Essa estratégia consiste em manter baixa a
concentração desse composto que é tóxico para o parasita. Quando o parasita se
instala no hospedeiro, ele infecta primeiramente as hemácias (glóbulos
vermelhos), pois a hemoglobina presente nessas células é a única fonte de
energia que ele tem para consumir. Mas a hemoglobina contém uma molécula de
cofator ligada em sua estrutura chamada grupo heme, que na forma livre – quando
está desligado da hemoglobina – é altamente tóxico para os parasitas.

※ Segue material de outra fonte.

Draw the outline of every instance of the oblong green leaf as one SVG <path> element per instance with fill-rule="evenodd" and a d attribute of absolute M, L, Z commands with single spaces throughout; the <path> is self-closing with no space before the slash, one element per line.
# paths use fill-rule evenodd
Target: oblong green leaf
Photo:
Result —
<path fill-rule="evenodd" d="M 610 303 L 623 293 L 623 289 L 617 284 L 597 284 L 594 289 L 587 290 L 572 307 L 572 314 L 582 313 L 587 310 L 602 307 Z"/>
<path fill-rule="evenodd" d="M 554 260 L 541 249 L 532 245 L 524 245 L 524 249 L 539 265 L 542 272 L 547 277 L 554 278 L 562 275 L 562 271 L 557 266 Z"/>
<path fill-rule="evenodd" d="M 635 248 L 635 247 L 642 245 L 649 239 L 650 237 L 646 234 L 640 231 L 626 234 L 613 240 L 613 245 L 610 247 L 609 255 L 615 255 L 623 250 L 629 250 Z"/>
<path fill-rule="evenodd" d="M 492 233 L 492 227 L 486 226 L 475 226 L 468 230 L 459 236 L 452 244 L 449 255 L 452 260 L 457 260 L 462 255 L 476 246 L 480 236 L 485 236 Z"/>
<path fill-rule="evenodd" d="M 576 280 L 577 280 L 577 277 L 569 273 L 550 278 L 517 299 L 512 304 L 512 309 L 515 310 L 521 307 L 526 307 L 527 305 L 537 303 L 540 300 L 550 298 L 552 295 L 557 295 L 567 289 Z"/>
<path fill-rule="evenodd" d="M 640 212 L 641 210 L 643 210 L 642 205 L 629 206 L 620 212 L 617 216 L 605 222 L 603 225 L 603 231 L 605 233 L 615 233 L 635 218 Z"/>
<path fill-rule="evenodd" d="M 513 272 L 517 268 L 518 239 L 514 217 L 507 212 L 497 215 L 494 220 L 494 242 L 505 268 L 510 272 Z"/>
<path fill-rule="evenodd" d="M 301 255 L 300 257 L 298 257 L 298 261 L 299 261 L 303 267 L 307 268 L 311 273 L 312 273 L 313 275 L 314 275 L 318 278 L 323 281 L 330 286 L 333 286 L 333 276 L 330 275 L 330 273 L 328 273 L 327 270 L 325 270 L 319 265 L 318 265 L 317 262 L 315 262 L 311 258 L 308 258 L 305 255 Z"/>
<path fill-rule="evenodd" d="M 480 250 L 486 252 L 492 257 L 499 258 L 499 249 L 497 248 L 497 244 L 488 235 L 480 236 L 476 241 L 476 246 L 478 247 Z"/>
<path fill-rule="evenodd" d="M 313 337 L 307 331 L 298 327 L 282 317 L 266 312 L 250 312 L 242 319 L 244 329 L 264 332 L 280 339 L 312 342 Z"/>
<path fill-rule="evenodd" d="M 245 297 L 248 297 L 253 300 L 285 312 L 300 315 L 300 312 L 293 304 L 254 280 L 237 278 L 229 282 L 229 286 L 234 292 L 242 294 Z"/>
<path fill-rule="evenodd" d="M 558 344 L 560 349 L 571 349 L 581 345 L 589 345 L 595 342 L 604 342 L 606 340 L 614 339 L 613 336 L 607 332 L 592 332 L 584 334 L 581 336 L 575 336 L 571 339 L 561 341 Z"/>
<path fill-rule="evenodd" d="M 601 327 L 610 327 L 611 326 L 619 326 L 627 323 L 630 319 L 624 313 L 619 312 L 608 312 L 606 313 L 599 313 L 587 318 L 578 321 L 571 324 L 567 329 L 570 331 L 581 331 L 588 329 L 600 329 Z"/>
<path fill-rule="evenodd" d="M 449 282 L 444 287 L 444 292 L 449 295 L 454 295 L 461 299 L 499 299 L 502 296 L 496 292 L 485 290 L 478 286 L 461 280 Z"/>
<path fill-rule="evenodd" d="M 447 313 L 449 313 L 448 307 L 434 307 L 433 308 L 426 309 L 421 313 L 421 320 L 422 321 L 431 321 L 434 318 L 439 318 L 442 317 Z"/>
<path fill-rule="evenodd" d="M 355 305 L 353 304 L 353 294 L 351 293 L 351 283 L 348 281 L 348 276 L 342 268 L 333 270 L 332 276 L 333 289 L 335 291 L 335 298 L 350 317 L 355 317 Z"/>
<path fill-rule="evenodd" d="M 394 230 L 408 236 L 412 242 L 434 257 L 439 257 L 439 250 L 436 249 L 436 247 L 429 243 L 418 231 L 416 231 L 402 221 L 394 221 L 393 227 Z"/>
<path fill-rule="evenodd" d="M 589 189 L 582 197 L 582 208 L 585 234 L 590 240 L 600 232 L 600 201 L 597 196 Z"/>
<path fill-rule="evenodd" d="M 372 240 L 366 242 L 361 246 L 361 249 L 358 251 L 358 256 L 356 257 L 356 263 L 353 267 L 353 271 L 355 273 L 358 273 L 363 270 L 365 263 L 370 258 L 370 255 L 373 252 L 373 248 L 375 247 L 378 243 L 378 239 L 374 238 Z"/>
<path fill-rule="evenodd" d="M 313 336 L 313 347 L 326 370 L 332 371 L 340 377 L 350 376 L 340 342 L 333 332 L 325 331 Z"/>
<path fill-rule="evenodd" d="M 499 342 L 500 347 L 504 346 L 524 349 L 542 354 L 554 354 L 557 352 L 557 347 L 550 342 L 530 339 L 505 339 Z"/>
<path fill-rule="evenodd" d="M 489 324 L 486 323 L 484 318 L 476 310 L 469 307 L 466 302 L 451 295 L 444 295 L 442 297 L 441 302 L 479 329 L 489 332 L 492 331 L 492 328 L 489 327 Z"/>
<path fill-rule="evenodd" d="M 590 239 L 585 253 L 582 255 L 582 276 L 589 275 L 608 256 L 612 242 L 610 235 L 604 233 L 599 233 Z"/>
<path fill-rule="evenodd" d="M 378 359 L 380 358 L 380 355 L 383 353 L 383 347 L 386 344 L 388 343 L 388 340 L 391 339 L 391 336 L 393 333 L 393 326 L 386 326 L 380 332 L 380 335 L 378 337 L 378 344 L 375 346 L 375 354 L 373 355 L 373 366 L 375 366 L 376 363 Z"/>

Anos de evolução deram ao parasita a capacidade de
desenvolver um mecanismo que polimeriza esse grupo, livrando-se assim de sua
toxicidade. “Essa estratégia do parasita de obter energia sem se intoxicar
funciona mais ou menos como jogar a poeira para baixo do tapete. O grupo heme
continua lá, mas em uma forma polimerizada e insolúvel que não é tóxica para o
parasita”, disse Guido.

A molécula
desenvolvida pelo grupo de pesquisadores do CIBFar atua, entre outros
mecanismos, impedindo essa polimerização e, assim, o parasita é intoxicado pelo
grupo heme. “A molécula atua impedindo a formação do polímero hemozoína, que é
a forma que o parasita desenvolveu para se livrar da toxicidade do grupo heme.
Ao impedir a formação da hemozoína o parasita morre”, disse Célia Regina
Garcia, professora na Faculdade de Ciências Farmacêuticas da Universidade de
São Paulo e também autora do artigo. Garcia trabalhou em parceria com o CIBFar
e foi responsável pelos testes do mecanismo de ação da molécula no parasita.

Cepas resistentes

Outro indicador de
que a derivada de marinoquinolina é forte candidata a fármaco está no fato de ela
conseguir matar cepas resistentes a três dos principais medicamentos contra a
malária: cloroquina, pirimetamina e sulfadoxina. “A cloroquina tem sido pouco
usada para o tratamento da malária falciparum, a malária responsável pelos
casos mais graves e fatais da doença, e a expectativa é que a artemisinina siga
o mesmo caminho. Atualmente, a artemisinina é o principal fármaco em uso para o
tratamento da malária. Embora ainda eficaz, é um fármaco com os anos contados
por causa da resistência, e essas cepas resistentes estão se alastrando em toda
a Ásia. Existe, portanto, uma preocupação mundial em desenvolver fármacos para
a malária e eu acho que o Brasil é um país que tem potencial de emergir nessa
área”, disse Garcia.

De acordo com dados
da Organização Mundial da Saúde (OMS) a malária mata hoje 445 mil pessoas por
ano. “Se hoje, com o medicamento eficaz, temos um número tão alto de mortes, se
não houver o desenvolvimento de novos fármacos no futuro a malária pode matar
muito mais. É a parasitose que mais mata no mundo ainda que atualmente tenha
tratamento relativamente eficaz”, disse Guido.